The authors may want to consider the following suggestions to reinforce the paper.
Figure 1A-B: The choice of two different cell lines, with two different approaches (live vs fixed cells) strengthens the results. Images of the same cell lines without plasmid transfection should be included to formally exclude autofluorescence.
Figure 1C-D: The results are clear and convincing. Yet, the authors should consider to include a co-staining of Trop2 with an ER marker.
Figure 2: While the result is clear, performing the multichannel intensity plot analysis on a single cell per condition (given the cell heterogeneity, the presence of bright intracellular granules for both WGA and Trop2, and the arbitrary positioning of the line for signal intensity plotting) reduces the informative value of the graphs. The authors should consider increasing the number of cells analyzed per condition.
Figure 3: In figure 3B, the three upper panels are slightly out of focus, and there are several bright dots in the WGA staining. Together, these factors reduce the clarity of the presence or absence of the protein of interest on the cell membrane. Better images should be obtained and shown.
Figure 4: Multiple bands are present in the different lanes (at least 3 in the WCL and at least 2 in the CRT-IP). The authors should determine or at least discuss their identity (different glycosylation forms?).

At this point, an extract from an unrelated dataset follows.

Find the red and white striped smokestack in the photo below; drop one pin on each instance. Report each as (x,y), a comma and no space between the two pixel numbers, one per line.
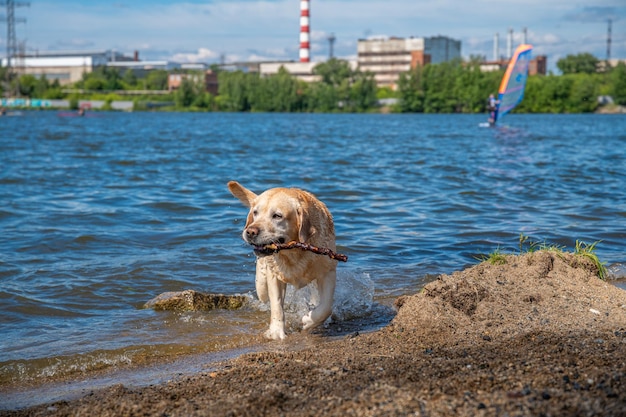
(305,45)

Moreover, the different shapes of the WCL and IP lanes, makes the comparison difficult, even though the results are in support of the conclusions.
Figure 5: The explanation provided by the authors for this figure is not completely clear. In panel 5A, a different construct of the WT protein is used, but no clear explanation is provided. The differences between reduced and non-reduced lanes are difficult to spot, and not clearly highlighted. The amount of the protein of interest in the two conditions, moreover, is strikingly different, which makes the comparison very difficult. Panel 5B is clearer, even if the authors should better pinpoint the difference between the two extraction protocols (why did they do that? Which differences did they expect to see? Did they see them?). As the authors stress the concepts of retention, improved secretion and accumulation, it could be useful adding proteasomal inhibition (eg. MG132 treatment) to the conditions to compare.

The authors addressed most if not all the relevant points raised to the original file. This reviewer remains somewhat skeptical about the possibility of translating their interesting findings into therapeutics, but of course hoping to be prove wrong.